Periodic Reporting for period 1 - TraumiR (microRNAs in susceptibility to traumatic stress)
Reporting period: 2016-06-01 to 2018-05-31
Within the general population, it is relatively common to be exposed to a traumatic event over the course of one’s lifetime (40–90%), but only a fraction of individuals (7% and 12%) will develop PTSD while others will adapt to the situation and maintain proper mental health. The identification of markers that distinguish persons at high and low risk of developing PTSD following trauma exposure would enable more effective preventive strategies and early interventions.
Little is known regarding the mechanisms behind these different responses. During the last few years, increasing attention has been given to whether the modification of genes expression in the form of epigenetic mechanisms might be involved. Among epigenetic mechanisms, microRNAs (miRNA, Micro RiboNucleic Acids) are gaining attention. MiRNAs are small molecules with chemical building blocks similar to DNA. Unlike the more famous DNA, miRNAs are typically very short – comprising only around 20 to 25 base units (the building blocks of nucleic acids), and are non-coding. In other words, they do not specify the production of a protein or peptide. However, they have very important roles in biology since every miRNA regulates the expression, and thereby also the activity of several other genes, and are known to regulate the impact of environmental factors on biology. In addition, brain-derived miRNAs can circulate throughout the human body and can be detected in the blood. Differences in miRNA levels have been associated with certain diseases, such as some cancers, kidney disease, alcoholism and even depression. This regulatory role makes them a candidate for investigation in PTSD. However, there are several practical and ethical challenges in designing a research study on humans undergoing such experiences, meaning that designing relevant study approaches is difficult.

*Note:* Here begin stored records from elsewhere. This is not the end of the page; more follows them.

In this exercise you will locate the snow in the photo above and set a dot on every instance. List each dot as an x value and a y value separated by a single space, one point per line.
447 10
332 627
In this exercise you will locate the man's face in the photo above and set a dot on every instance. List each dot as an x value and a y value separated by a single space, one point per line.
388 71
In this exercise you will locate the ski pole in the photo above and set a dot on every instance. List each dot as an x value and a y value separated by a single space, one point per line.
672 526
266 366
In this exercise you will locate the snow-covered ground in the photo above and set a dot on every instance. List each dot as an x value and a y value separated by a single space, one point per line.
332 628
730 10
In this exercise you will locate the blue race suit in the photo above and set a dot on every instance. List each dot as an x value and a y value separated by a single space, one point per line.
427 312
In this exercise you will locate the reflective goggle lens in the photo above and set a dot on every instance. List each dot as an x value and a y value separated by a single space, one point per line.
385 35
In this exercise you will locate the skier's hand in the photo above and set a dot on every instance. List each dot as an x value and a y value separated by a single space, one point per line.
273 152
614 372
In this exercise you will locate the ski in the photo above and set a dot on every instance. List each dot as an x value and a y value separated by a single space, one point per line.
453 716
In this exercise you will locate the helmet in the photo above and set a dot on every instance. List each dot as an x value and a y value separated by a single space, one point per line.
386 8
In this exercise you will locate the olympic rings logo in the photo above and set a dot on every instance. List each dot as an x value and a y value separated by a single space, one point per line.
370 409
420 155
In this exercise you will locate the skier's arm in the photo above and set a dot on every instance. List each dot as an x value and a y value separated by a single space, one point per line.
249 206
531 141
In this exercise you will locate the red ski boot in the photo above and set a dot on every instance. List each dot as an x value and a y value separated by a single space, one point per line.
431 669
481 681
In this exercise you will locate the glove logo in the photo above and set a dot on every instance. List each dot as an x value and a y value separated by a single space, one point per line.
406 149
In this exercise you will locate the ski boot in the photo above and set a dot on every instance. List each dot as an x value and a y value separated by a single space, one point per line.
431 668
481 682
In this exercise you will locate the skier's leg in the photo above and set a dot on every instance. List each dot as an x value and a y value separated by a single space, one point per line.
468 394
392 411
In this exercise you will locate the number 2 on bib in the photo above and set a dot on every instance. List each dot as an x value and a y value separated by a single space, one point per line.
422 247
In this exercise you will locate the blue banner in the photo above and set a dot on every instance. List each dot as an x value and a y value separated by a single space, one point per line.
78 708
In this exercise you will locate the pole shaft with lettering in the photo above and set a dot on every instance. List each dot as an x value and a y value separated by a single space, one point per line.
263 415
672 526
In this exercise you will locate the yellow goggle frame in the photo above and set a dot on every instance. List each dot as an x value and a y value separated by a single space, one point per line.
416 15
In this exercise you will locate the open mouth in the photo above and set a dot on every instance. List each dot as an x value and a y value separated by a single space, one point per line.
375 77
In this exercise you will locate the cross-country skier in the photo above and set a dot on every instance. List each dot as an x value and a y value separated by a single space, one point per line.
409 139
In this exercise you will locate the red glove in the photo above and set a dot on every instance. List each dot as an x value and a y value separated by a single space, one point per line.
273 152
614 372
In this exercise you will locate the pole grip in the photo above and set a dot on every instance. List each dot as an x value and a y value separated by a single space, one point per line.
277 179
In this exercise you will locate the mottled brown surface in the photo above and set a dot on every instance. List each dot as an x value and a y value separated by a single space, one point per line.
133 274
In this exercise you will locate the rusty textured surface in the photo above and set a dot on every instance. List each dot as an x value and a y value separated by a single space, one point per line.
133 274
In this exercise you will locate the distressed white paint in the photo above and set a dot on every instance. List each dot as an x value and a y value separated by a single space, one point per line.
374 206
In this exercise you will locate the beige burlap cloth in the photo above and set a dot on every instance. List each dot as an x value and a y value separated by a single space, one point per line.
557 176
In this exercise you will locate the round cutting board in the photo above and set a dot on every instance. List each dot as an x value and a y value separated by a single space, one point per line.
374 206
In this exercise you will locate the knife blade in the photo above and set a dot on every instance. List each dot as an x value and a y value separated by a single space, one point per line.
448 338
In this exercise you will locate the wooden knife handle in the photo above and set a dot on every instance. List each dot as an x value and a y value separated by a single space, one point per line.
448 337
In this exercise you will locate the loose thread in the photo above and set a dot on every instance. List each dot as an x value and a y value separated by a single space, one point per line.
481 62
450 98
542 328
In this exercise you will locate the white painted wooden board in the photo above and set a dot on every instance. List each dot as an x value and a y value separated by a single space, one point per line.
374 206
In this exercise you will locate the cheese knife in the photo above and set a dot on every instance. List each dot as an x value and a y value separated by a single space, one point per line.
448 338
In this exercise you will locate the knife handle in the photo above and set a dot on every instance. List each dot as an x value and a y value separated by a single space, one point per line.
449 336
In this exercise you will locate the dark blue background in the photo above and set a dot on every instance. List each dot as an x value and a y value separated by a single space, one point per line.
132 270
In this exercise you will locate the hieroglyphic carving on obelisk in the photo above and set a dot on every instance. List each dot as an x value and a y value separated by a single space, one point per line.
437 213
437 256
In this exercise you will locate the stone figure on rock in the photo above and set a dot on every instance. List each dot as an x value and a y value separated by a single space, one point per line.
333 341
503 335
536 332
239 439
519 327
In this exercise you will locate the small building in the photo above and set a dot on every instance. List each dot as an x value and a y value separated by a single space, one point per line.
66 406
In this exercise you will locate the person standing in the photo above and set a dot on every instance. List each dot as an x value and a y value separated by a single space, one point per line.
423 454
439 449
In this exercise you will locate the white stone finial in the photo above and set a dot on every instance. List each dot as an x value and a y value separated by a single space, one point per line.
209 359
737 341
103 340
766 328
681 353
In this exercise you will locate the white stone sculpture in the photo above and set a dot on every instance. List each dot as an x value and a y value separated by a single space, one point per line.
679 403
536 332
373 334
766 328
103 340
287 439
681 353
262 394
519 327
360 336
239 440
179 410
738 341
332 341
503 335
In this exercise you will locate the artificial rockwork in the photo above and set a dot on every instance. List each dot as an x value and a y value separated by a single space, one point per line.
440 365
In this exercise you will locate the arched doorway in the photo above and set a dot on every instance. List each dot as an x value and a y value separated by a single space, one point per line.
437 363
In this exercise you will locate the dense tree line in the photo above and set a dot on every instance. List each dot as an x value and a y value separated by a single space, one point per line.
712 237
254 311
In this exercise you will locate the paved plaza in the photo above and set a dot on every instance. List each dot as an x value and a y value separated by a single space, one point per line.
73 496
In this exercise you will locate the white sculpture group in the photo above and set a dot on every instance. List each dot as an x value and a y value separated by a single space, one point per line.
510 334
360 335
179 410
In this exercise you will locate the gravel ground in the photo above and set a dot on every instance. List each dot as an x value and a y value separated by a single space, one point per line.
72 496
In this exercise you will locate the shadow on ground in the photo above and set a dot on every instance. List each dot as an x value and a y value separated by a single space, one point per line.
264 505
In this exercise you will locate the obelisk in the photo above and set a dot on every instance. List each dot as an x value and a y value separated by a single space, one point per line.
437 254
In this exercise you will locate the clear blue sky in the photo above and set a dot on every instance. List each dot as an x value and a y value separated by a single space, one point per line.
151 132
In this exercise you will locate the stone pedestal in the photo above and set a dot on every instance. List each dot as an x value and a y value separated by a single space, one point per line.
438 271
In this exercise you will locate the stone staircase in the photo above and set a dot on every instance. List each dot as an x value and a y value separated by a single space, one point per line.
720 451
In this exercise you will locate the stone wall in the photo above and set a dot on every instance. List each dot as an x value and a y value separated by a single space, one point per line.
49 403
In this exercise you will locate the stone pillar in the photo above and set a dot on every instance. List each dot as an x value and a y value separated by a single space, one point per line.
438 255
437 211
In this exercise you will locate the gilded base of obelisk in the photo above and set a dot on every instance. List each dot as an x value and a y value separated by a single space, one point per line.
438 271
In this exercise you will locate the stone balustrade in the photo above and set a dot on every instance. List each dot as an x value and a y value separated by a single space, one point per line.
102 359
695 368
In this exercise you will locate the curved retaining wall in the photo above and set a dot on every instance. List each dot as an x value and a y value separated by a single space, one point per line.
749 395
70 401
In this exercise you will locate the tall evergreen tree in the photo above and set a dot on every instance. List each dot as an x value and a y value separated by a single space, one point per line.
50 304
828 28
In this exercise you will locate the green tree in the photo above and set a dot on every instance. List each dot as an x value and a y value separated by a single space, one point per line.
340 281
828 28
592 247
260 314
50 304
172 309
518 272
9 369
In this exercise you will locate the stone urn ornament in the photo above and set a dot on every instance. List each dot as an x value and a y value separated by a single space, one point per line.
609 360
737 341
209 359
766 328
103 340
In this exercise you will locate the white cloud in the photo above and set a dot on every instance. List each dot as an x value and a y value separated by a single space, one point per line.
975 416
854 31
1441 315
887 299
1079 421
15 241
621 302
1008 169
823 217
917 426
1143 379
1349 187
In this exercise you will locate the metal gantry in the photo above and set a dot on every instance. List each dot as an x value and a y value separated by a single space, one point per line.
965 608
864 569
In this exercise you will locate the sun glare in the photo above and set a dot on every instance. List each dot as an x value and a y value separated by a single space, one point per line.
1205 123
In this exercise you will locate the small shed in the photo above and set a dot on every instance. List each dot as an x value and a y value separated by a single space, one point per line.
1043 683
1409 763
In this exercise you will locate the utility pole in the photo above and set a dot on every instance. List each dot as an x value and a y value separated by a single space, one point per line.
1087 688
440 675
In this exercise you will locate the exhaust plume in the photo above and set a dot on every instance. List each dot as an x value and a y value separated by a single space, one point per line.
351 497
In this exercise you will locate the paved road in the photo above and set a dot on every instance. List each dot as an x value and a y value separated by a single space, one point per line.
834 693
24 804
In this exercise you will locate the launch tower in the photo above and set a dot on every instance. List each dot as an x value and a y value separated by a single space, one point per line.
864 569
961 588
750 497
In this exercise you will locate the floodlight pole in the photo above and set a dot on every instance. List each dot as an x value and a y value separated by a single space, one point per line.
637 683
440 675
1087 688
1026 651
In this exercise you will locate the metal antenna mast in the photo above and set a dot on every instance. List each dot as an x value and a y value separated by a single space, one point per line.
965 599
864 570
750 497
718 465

Based on this and the emerging role of miRNAs as key epigenetic players in psychiatric disorders, we aimed to determine the role of miRNAs in the susceptibility for developing PTSD after being exposed to traumatic stress. More specifically, the two key objectives were (1) to identify miRNA candidates associated with differential susceptibility to develop PTSD after traumatic stress exposure in humans and mice and (2) to test the effect of manipulating the expression of candidate miRNAs on the susceptibility to traumatic stress exposure in mice.
Although interesting, these preliminary results still need to be validated and replicated in other human cohorts before any initial phase of clinical application can start. For future perspective, one could imagine that susceptible people could be differentiated from resilient ones through a simple blood test. Given the relatively simple and objective measurement of miRNAs in blood, this screening method seems applicable to large communities, and may thus have enormous impact on populations at risk for exposure. Given the high prevalence and enormous burden of PTSD, a potential reduction of 5% of the incidence of PTSD will already have a vast impact on health and society.